Observability in this system centers on three things: CDN cache hit ratio, latency percentiles, and error rates. Cache hit ratio tells me whether the CDN is doing its job. If that number drops below ninety percent, it means a large portion of requests are hitting origin, which puts pressure on the API layer. I track latency at the fiftieth, ninety-fifth, and ninety-ninth percentiles. The ninety-fifth percentile target is 200 milliseconds and the ninety-ninth percentile target is 500 milliseconds. Anything above those thresholds triggers an alert.
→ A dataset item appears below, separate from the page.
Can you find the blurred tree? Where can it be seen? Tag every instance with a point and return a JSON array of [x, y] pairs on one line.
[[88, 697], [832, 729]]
Error rates are segmented by status code: 4xx errors indicating client-side issues like invalid roll numbers and 5xx errors indicating server-side failures. I use Datadog for application-level metrics and AWS CloudWatch for infrastructure metrics. CDN logs from both Akamai and Cloudflare stream into a central log aggregation pipeline so I can correlate events across providers in real time.

Failure scenarios map cleanly to the layered architecture. If Akamai goes down, Route 53 moves traffic to Cloudflare within seconds and students see a brief delay at most. If Redis fails entirely, every request falls to DynamoDB, which runs in on-demand mode and absorbs the load. The latency increases from sub-millisecond to single-digit milliseconds but the system keeps responding. If DynamoDB has a regional failure, Aurora PostgreSQL takes over as the source of truth. Aurora is not in the hot path by design, so this path is slow but functional. If the entire Mumbai region fails, Route 53 and CDN origin failover redirect traffic to Hyderabad within sixty seconds. The system is designed so that each failure degrades performance gradually rather than causing a hard outage. Students may notice slower responses in a cascading failure scenario. They will still get their results.

The thing I find most satisfying about this architecture is what result day looks like for the engineering team. The CDN cache hit ratio sits at ninety-seven percent. The API layer processes a few hundred requests per second instead of five lakh. Redis memory usage holds steady at the preloaded 2.8 gigabytes. Aurora's connection count barely moves because it serves no student traffic. The Fargate containers handling the fallback API run at fifteen percent CPU utilization. Every metric is green. Fourteen lakh students get their results in under 200 milliseconds. The system is, in every meaningful sense, bored. That is the design goal. The system should handle the biggest traffic spike of the year the same way it handles a Tuesday afternoon. When you build around static assets and CDN-first delivery, peak load becomes a configuration concern rather than an engineering emergency.